Demirtaş’ın, dürüst bir siyasetçi olması,şeffaf-doğal-hümanist yapısı, kötülüğü ezdi geçti.
Onun ’Saf çaba’sını görmezden gelmeyin…
Ve kötülere karşı asla pes etmeyin.
Diğer taraftan;
Fındık kadar beyniyle köşe kapmış bir şakşakçının-soytarının, ölenler üzerinden zevzek zevzek espri yaptığı bir düzende; susmak, muktedir olanı desteklemek, oy kullanmamak, korkaklıktır-haysiyetsizliktir-sorumsuzluktur-yapılan tüm usulsüzlüklere ortak olmaktır.
Şimdi Dante’nin ünlü heykeli gibi oturun-düşünün ve sorun kendinize; ‘Ben bu vebalin altından nasıl kalkarım?’
Kürtler barış istiyor!
Daha dün süreç yürüttükleri sorun için oy uğruna ‘Kürt sorunu yoktur’ denilmedi mi?
Bu gel-git siyasetine alıştığımızdan-günlük rutin kaosları-açıklamaları sineye çeker olduk.
Konu şu: Kürtler barış istiyorlar…
Bizim yapmamız gereken, uzanan o eli tutmak…
Sayın okuyucumu; faili belli trajedilerden ‘kim yararlanacak, seçimi nasıl etkileyecek’ başlıklı derin analizlerde boğulmamaya davet ediyorum.
Her eylemde ilk aklımıza gelen ‘doğrudur.’
Derin analizler bizi doğrudan uzaklaştırır.
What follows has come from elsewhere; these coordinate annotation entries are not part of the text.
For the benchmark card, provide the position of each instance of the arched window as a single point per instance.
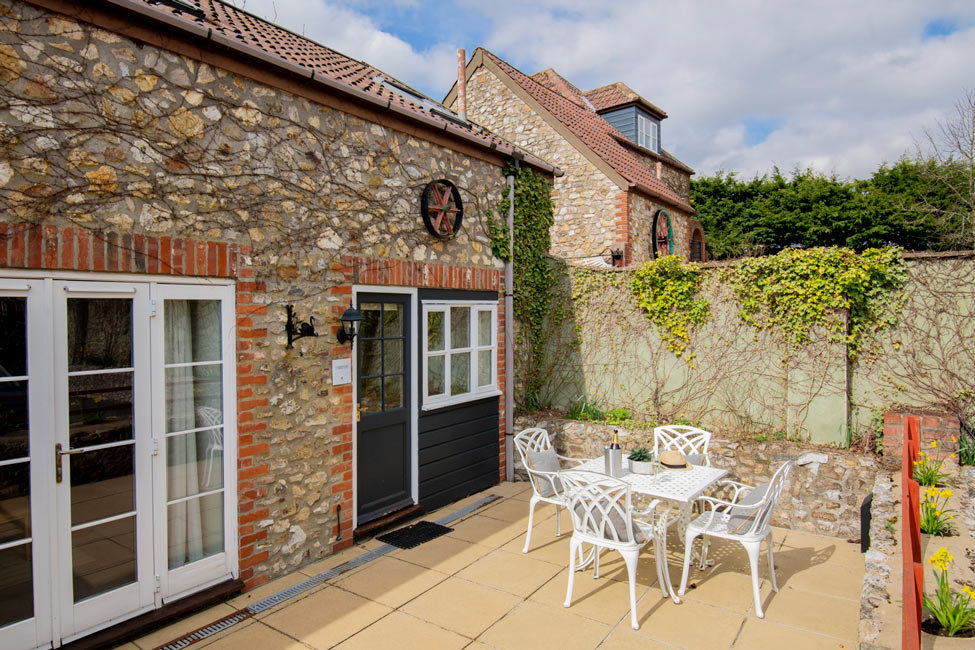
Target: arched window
(697, 245)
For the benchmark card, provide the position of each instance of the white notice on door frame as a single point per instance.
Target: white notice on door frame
(341, 371)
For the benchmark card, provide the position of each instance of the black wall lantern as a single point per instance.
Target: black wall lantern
(297, 329)
(350, 321)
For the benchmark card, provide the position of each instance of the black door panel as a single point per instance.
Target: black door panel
(383, 441)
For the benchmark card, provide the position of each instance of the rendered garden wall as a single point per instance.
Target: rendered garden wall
(734, 378)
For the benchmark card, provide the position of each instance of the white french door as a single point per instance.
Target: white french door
(116, 399)
(102, 452)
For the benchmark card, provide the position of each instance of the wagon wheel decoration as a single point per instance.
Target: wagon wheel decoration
(442, 209)
(663, 234)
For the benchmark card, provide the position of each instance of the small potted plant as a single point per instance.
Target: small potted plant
(641, 461)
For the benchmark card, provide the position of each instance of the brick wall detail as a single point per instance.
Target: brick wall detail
(294, 427)
(935, 426)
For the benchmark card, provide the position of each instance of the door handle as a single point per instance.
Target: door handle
(58, 452)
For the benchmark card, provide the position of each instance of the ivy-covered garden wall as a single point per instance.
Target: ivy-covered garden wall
(811, 344)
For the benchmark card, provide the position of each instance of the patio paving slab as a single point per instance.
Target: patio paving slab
(326, 618)
(257, 637)
(462, 606)
(691, 624)
(474, 588)
(728, 589)
(445, 554)
(486, 531)
(390, 581)
(828, 578)
(758, 633)
(629, 640)
(510, 572)
(820, 549)
(268, 589)
(404, 632)
(828, 615)
(534, 626)
(513, 510)
(603, 600)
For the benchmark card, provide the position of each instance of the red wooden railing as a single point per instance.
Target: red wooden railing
(911, 538)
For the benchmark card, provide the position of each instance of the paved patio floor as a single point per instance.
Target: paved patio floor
(473, 588)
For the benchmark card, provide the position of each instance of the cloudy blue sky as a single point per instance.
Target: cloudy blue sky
(837, 86)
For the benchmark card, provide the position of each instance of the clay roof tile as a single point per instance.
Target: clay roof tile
(594, 131)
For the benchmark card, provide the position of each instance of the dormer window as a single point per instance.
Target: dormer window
(648, 133)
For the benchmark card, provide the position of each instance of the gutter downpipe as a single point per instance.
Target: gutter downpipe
(509, 337)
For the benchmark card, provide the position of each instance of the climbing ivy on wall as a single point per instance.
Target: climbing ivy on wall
(798, 290)
(666, 289)
(534, 278)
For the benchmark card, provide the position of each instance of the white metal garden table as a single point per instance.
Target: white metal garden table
(680, 488)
Dolayısıyla birilerini aklamak-birilerini karalamak için çabalamayın-beyninizi yakmayın.
Yazıktır.
İlk Türk bayraklı miting...
Bombalanan miting, Kürt hareketinin Diyarbakır’daki ilk Türk bayraklı miting’iymiş.
Kürtler, Türk bayraklarıyla, ‘barışa hazırız’ mesajı verdiler.
Birileri barış sürecinden vazgeçmiş olsa da, asıl süreç şimdi başlıyor.
Barış artık ülkemizde engellenemeyecek..!
Bir arada hesapsızca yaşayacağımız, ötekileştirilmediğimiz, göçe zorlanmadığımız, hedef gösterilmediğimiz,susturulmadığımız, özgür bir Türkiye için 'barış kazanacak' diyorum.
Artık bu topraklarda, kirli siyaset uğruna bir kişinin dahi canının yanmasını istemiyorsanız barış yanlısı olacaksınız.
Demirtaş bugün bize unuttuğumuz ‘Barış’ kelimesini hatırlattı.
Barış; Kötülüklerden, kavgalardan, savaşlardan kurtuluş, uyum-birlik-bütünlük-sükunet-sessizlik ve huzur içinde yaşamak anlamına geliyor.
İşte çözüm bu!
Demirtaş bu ülkeye, ‘Barış’ vaat ediyor.
Yani, ‘huzur’ vaat ediyor.
Barış için-insanlık için-kardeşlik için-özgürlük için…
Vicdanınızı dinleyerek oy kullanın.
Çünkü;
‘En rahat yastık, iyi bir vicdandır!’